E così, tornato nella nostra dimora, mi affaccio dalla balconata che domina il ristagno di relitti di naufragi della baia. Mentre osservo l’Oceano nero pece e le luci del porto di Conakry che appaiono in lontananza come quelle di un peschereccio stanco, rifletto su cosa ci incoraggi ad alleviare le sofferenze altrui. E ritrovo, tra i vari libri che tanti volontari prima di me hanno portato in questa casa, un frammento di Thomas Moore tratto dalla sua meravigliosa Utopia, che recita:

Nel momento in cui la natura ti comanda d’esser buono e gentile coi tuoi simili, ti ordina anche di non essere crudele o inclemente con te stesso. […] La natura invita a vivere gioiosamente sostenendoci a vicenda e ordina anche di far uso d’una diligente attenzione affinché nella ricerca della felicità personale non si ostacoli quella degli altri. Perseguire il proprio benessere senza infrangere tali leggi è una cosa saggia, perseguire anche quello degli altri quasi un atto di religioso zelo. […] Privarsi di qualcosa per darla ad un altro, al contrario, è segno di umanità e gentilezza che non toglie mai quanto dà.
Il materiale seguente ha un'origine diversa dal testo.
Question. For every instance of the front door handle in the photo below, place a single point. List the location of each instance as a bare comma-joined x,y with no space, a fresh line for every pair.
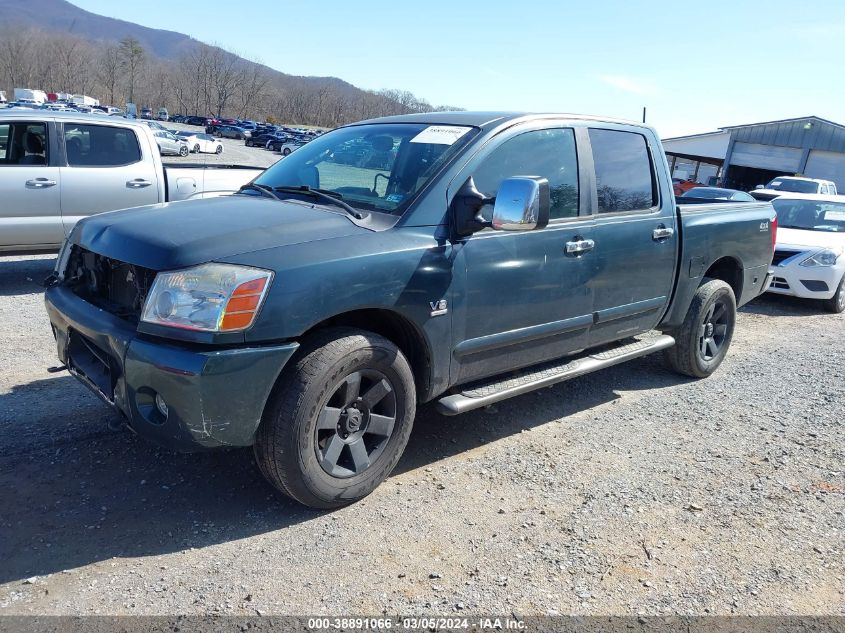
578,247
662,233
40,183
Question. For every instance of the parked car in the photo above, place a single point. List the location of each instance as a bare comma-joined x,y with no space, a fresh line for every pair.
311,331
200,121
261,140
170,144
199,142
284,146
809,259
103,163
793,184
228,131
716,193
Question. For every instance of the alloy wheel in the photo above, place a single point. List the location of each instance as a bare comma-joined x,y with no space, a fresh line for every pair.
355,424
713,330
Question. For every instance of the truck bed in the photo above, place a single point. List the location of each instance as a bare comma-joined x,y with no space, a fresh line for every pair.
200,180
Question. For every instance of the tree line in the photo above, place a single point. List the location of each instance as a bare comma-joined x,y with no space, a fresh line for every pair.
204,80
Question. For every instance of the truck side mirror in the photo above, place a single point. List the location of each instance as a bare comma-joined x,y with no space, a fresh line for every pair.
522,204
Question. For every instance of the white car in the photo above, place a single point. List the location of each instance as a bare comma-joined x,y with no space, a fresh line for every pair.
809,259
202,142
793,184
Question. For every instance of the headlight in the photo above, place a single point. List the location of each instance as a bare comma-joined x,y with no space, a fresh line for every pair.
210,297
822,258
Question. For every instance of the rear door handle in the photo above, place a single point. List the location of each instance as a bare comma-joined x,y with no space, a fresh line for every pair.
577,247
662,233
40,183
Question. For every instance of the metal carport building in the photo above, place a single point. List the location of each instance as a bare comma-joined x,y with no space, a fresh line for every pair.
744,156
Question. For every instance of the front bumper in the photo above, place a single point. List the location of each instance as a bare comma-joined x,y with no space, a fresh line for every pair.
214,396
806,282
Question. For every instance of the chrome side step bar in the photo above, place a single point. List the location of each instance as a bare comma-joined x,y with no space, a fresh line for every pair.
481,394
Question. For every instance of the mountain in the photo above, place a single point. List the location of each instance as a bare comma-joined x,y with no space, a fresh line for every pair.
63,17
55,46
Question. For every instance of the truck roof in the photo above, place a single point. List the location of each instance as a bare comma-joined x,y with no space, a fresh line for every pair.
486,120
59,115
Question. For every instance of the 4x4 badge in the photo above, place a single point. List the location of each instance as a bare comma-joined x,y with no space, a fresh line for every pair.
438,308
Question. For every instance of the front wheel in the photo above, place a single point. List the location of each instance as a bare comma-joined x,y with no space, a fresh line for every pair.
338,420
704,337
836,303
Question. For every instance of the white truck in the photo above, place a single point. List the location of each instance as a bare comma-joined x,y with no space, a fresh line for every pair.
794,184
57,168
25,94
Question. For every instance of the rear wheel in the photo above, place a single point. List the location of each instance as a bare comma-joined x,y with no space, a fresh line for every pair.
836,303
338,420
704,337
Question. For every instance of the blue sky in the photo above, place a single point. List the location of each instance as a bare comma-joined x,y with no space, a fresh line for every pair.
696,66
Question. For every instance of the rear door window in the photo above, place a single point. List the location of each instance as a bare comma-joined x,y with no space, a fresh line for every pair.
624,174
23,144
100,146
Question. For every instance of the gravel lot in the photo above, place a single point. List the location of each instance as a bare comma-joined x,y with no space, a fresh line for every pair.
628,491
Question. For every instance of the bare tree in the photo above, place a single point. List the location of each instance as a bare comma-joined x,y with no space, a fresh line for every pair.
132,57
108,70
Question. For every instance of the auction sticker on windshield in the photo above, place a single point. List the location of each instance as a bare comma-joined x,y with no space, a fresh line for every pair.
440,134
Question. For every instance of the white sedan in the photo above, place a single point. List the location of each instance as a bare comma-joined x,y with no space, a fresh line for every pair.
809,259
202,142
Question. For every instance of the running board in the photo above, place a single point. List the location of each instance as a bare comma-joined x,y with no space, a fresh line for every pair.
483,393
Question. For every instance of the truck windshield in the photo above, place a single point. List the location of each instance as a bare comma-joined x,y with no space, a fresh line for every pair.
795,186
810,215
378,167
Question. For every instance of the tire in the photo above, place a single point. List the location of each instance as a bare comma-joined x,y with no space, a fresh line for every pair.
704,337
324,467
836,303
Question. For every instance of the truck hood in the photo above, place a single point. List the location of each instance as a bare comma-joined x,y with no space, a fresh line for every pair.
803,239
179,234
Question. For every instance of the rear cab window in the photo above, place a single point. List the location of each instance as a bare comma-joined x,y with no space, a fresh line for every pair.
625,179
100,146
24,143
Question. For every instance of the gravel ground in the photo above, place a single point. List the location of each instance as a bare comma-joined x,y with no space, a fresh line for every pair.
628,491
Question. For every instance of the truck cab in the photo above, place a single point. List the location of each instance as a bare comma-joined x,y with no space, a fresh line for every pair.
454,258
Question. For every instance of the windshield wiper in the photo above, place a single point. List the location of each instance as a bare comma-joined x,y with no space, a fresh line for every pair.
263,189
325,195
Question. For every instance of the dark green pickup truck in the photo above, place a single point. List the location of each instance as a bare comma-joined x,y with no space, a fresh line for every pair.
461,258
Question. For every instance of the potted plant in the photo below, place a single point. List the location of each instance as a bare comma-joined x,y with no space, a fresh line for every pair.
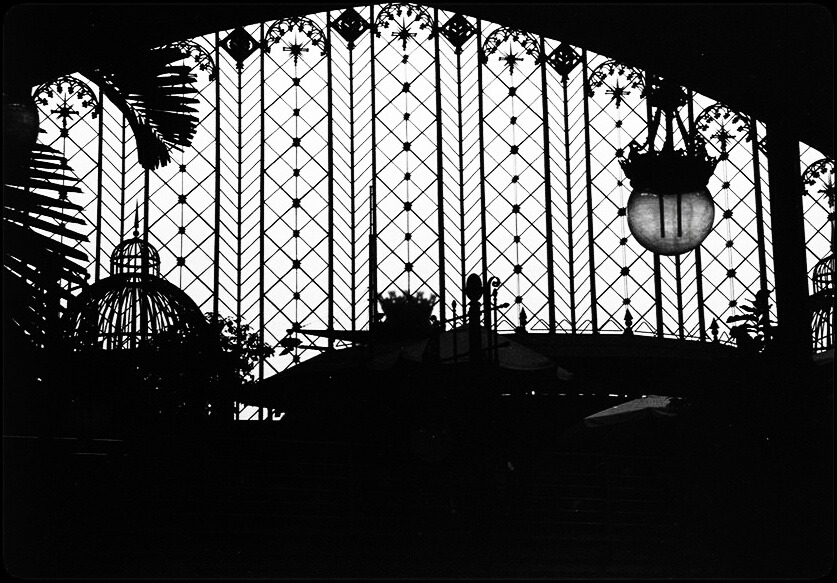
406,314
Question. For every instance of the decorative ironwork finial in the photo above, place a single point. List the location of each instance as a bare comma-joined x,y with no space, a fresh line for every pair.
136,221
714,328
629,323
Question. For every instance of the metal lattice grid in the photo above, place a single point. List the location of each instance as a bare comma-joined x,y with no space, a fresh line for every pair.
624,270
513,179
70,120
181,195
815,205
733,270
225,212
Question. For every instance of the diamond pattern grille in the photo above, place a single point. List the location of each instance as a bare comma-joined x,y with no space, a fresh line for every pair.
293,229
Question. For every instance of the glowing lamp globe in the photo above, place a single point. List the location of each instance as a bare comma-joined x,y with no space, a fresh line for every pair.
670,211
670,224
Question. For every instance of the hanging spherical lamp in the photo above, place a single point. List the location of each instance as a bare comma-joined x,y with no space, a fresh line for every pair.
670,211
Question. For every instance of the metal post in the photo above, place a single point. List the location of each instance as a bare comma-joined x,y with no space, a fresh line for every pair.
591,251
550,267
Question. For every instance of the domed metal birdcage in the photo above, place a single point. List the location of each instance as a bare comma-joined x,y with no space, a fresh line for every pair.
823,303
129,255
133,305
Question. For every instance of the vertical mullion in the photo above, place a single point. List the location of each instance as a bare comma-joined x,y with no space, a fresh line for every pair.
754,141
123,156
239,167
261,202
352,242
568,182
439,174
698,264
100,154
330,185
373,243
461,174
550,267
481,121
658,284
217,258
680,324
591,249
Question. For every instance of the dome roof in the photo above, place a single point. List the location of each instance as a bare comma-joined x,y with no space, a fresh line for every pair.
132,305
121,311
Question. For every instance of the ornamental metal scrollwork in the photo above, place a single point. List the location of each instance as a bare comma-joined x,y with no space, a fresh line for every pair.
524,39
600,76
390,12
67,89
201,57
721,125
414,12
303,25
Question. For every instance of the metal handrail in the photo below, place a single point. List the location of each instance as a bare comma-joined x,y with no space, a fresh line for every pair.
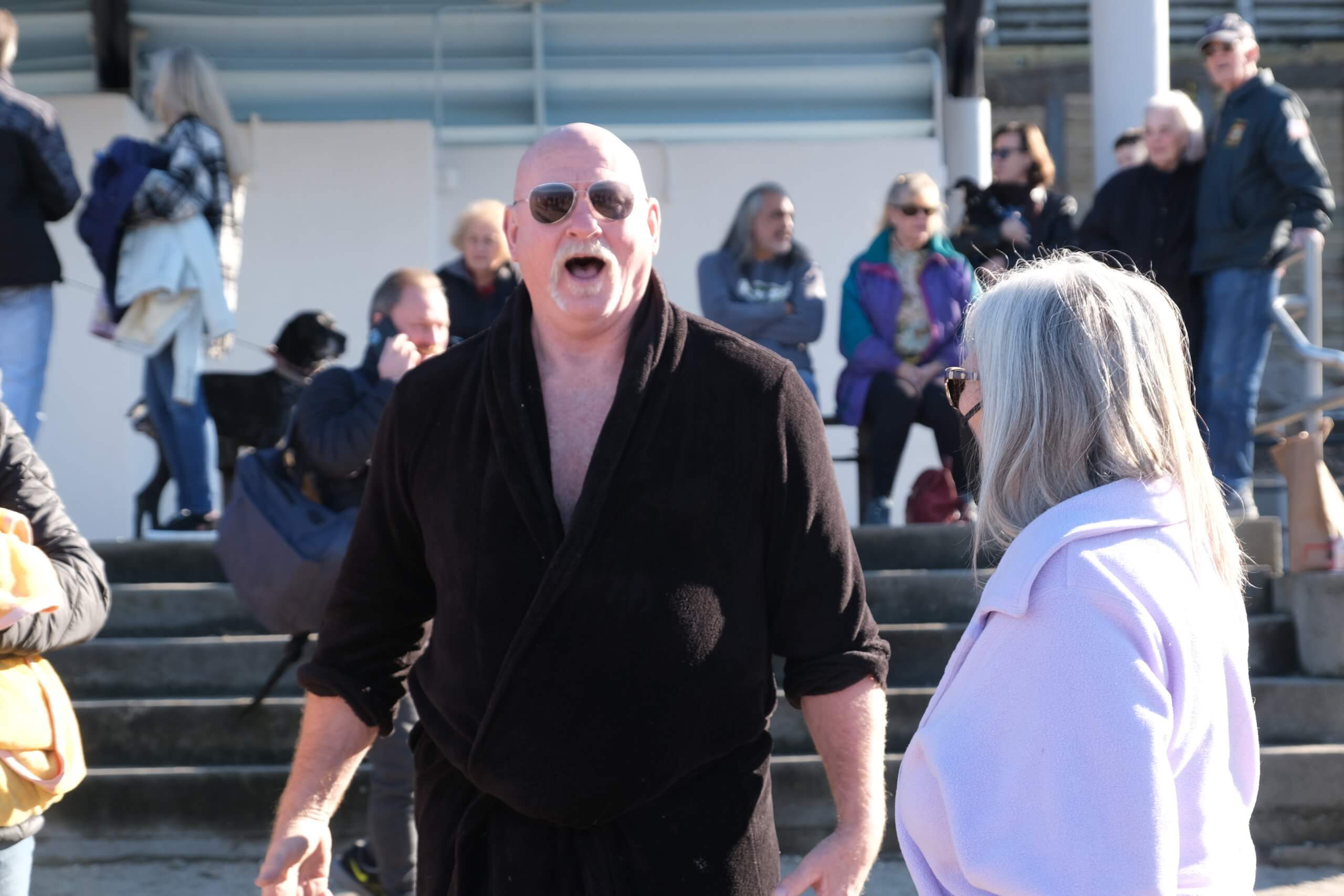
1308,347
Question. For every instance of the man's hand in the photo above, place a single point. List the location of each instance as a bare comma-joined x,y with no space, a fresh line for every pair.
398,358
836,867
299,859
1304,236
1015,230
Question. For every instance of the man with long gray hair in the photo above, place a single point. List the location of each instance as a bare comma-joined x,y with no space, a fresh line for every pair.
762,284
37,186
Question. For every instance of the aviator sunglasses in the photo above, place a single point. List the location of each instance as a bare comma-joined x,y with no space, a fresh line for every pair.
954,383
551,203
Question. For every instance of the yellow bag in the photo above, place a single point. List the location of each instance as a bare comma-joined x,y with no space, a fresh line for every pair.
41,750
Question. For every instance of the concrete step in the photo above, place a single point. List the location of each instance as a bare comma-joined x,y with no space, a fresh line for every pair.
139,562
238,666
905,547
241,801
212,731
1295,710
1301,798
209,667
183,610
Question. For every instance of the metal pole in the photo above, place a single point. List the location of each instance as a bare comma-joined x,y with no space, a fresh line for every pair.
538,70
1314,382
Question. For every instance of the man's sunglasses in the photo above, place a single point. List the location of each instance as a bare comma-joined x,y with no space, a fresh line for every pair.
551,203
954,383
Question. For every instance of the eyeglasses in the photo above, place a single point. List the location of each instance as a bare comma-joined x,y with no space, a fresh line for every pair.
551,203
954,383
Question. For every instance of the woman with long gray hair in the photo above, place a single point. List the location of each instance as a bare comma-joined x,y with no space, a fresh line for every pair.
1093,731
205,168
762,284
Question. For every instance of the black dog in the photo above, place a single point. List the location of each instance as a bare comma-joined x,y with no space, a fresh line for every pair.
250,410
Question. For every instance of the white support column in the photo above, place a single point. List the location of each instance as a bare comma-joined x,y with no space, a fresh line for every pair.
1131,61
965,139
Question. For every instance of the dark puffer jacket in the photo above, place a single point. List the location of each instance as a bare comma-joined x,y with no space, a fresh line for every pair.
26,487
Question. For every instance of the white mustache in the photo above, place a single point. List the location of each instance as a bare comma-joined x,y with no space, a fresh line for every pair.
577,248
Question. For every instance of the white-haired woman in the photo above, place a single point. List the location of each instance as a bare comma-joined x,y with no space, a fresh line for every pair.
1093,731
480,281
1144,217
206,164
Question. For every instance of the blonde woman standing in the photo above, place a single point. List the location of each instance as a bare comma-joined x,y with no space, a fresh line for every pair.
480,281
206,164
1093,731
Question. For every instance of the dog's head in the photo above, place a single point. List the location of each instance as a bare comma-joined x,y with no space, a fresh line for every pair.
310,342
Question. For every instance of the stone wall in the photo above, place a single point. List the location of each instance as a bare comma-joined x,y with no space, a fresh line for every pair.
1034,85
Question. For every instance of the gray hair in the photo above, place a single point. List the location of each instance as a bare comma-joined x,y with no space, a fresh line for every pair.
738,242
1085,381
8,39
186,83
1187,114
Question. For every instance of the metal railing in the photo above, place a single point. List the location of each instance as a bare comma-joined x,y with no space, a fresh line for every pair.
1308,347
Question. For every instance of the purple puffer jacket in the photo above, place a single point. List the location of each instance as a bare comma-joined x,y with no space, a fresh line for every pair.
869,318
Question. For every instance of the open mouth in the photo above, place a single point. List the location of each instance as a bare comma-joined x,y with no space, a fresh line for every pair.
585,268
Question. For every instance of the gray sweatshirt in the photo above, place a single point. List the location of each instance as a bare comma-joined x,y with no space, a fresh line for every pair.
753,300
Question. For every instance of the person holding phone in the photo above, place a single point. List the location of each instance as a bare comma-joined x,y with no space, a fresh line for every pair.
334,440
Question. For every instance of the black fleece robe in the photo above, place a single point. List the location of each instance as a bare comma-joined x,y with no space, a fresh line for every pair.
596,702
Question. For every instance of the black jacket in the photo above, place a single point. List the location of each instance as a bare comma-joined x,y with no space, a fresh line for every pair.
1263,178
1050,220
26,487
1146,218
335,424
469,311
37,186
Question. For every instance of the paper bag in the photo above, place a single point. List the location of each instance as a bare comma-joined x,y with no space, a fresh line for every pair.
1315,504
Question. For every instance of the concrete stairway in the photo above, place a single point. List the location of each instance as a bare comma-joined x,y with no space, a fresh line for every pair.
160,692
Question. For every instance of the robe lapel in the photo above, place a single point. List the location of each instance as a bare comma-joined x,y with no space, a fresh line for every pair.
656,340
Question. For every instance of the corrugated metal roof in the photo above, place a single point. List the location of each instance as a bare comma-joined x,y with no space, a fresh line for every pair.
500,70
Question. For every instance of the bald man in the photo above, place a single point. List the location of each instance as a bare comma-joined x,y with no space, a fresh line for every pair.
613,513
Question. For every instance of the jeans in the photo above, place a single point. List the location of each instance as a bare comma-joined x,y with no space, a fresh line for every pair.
1237,333
810,379
17,867
392,804
182,433
890,413
25,344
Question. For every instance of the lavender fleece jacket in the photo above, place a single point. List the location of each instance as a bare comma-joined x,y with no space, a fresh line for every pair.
1093,731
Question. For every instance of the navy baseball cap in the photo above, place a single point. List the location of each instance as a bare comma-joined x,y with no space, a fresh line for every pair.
1227,29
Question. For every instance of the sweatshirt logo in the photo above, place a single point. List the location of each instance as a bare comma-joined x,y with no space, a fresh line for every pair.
761,291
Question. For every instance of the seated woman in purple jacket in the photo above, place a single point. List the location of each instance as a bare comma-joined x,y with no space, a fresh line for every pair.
899,327
1093,731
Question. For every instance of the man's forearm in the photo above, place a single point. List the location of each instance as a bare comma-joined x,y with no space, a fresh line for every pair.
331,745
850,731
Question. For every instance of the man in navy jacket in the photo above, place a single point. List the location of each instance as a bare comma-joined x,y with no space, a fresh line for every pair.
37,186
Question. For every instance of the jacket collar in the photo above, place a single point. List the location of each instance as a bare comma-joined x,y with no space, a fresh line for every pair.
1117,507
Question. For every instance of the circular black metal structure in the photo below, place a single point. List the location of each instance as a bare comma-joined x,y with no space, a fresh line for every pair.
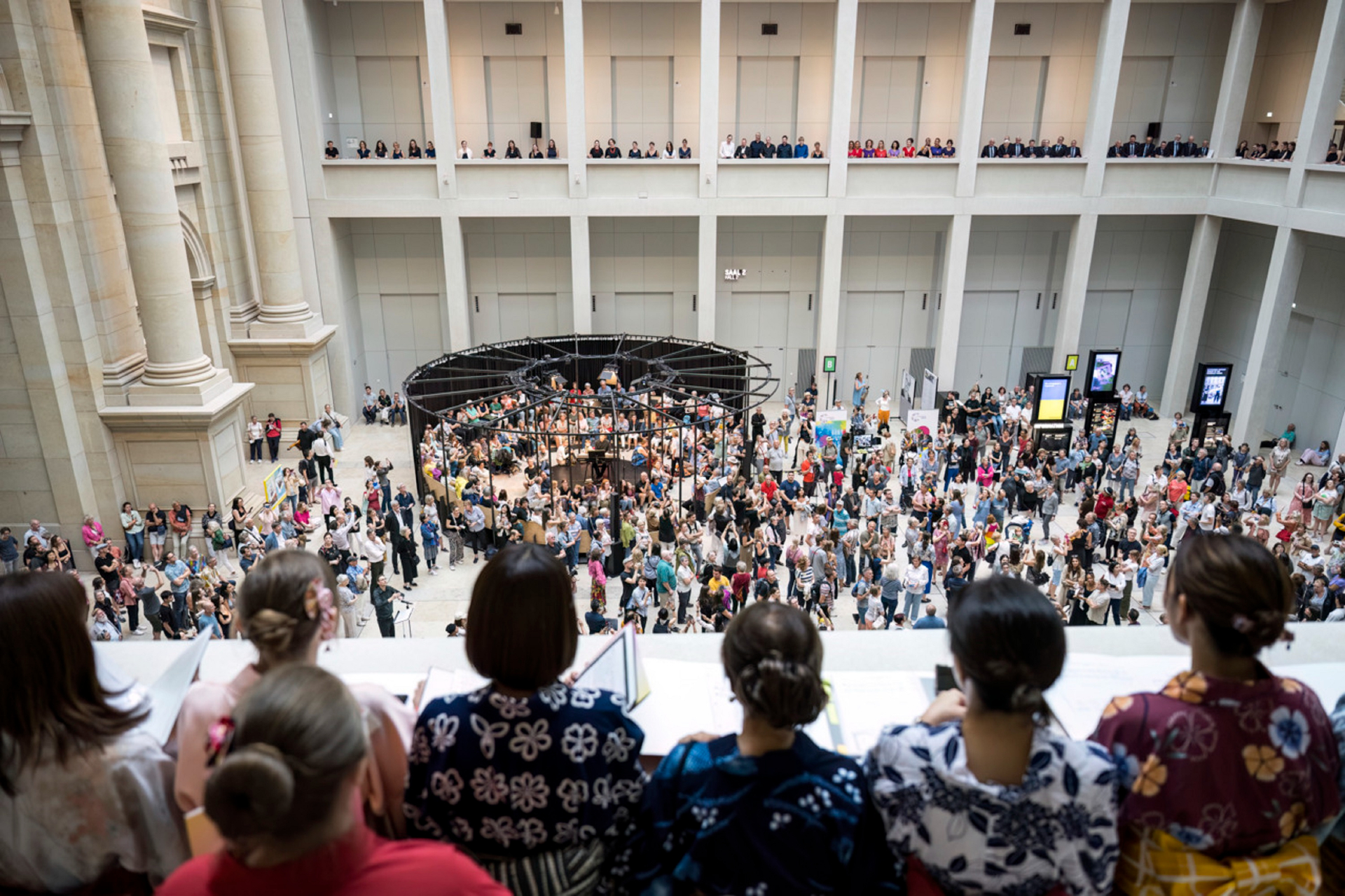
548,377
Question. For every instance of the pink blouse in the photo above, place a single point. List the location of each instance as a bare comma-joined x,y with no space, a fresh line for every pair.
390,736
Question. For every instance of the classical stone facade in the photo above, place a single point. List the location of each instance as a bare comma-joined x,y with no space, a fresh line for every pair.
152,289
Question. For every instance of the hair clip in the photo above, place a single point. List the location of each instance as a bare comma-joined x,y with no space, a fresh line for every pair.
219,738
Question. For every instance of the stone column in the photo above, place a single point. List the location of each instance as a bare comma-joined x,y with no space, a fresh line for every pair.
284,311
441,97
975,70
829,292
1286,264
581,275
1191,312
1102,104
1321,102
706,279
842,95
950,318
137,158
709,149
1238,77
1070,322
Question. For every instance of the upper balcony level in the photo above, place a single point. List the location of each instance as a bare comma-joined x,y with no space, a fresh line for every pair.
1235,188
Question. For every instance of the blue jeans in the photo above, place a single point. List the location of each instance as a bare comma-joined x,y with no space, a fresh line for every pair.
179,611
911,606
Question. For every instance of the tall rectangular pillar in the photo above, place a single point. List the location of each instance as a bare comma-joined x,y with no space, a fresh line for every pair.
974,93
581,273
709,149
455,277
706,282
574,115
1286,264
842,95
1102,104
1191,312
1238,77
441,97
1070,321
1324,92
829,295
950,314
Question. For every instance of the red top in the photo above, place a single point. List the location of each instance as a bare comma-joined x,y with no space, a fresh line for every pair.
359,864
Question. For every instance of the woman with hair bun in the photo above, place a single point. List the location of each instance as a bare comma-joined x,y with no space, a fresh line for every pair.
287,607
287,767
767,811
1228,766
533,777
85,793
978,794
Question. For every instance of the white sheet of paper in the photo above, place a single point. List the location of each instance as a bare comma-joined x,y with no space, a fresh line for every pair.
869,701
614,666
450,682
1090,681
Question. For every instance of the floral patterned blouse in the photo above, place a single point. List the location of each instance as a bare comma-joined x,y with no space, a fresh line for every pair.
790,821
504,778
1055,828
1227,767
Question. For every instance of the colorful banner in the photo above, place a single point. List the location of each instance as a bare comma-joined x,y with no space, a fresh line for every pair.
830,427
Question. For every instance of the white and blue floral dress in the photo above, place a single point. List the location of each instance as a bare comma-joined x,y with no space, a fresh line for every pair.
1058,828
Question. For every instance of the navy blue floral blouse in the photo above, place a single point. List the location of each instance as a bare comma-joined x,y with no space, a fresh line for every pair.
791,821
504,778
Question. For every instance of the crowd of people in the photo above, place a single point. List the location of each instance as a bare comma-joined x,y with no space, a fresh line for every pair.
764,149
937,150
1146,149
534,783
381,151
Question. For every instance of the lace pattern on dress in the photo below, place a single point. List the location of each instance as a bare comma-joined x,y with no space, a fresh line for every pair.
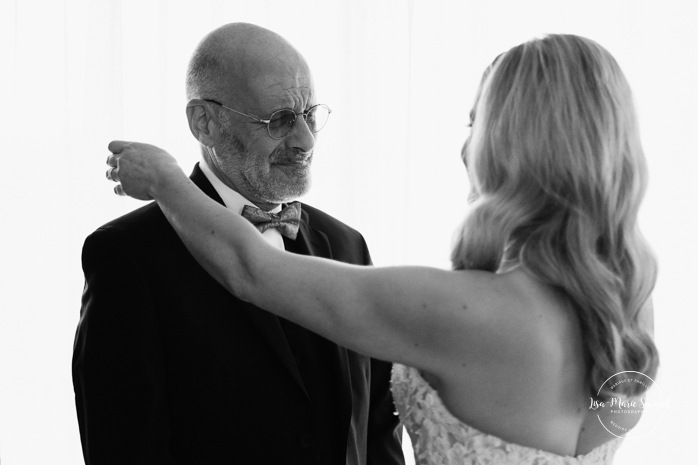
439,438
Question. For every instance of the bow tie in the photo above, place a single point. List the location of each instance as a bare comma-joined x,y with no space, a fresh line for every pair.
286,221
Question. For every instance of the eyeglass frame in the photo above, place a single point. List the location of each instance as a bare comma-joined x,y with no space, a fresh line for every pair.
267,121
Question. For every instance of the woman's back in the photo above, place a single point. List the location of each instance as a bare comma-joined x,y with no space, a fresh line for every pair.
525,382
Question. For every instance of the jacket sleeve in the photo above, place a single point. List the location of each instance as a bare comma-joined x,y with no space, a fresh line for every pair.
118,365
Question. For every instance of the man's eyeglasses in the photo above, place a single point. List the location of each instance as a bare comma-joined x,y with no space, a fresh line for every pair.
281,122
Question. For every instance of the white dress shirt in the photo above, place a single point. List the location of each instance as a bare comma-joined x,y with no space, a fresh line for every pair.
235,202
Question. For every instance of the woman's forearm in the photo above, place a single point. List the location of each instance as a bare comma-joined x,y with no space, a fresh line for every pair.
200,222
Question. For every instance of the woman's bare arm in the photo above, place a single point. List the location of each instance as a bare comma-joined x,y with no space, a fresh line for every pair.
415,315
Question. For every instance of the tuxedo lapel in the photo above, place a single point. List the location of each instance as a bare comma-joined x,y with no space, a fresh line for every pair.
266,323
313,242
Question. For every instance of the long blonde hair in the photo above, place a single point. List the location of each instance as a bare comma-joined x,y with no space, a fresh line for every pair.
560,173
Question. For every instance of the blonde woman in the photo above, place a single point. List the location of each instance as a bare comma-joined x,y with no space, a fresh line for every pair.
495,360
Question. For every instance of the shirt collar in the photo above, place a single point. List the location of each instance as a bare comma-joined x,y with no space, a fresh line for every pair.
233,200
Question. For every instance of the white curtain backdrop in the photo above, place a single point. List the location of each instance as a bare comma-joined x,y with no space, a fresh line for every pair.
400,77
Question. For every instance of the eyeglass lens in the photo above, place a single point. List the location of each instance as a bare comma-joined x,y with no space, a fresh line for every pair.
281,122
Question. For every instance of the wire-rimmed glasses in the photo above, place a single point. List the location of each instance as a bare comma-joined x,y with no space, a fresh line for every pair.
281,122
Infatti in cambio si hanno non solo vantaggi equivalenti, ma anche la consapevolezza di aver fatto del bene ed il ricordo dell’affetto riconoscente di chi ne ha beneficiato, le quali cose offrono più piacere all’animo di quanto ne avrebbe potuto dare al corpo ciò di cui ci si è privati: il dono di un piccolo e breve piacere verrà ricambiato con una gioia infinita.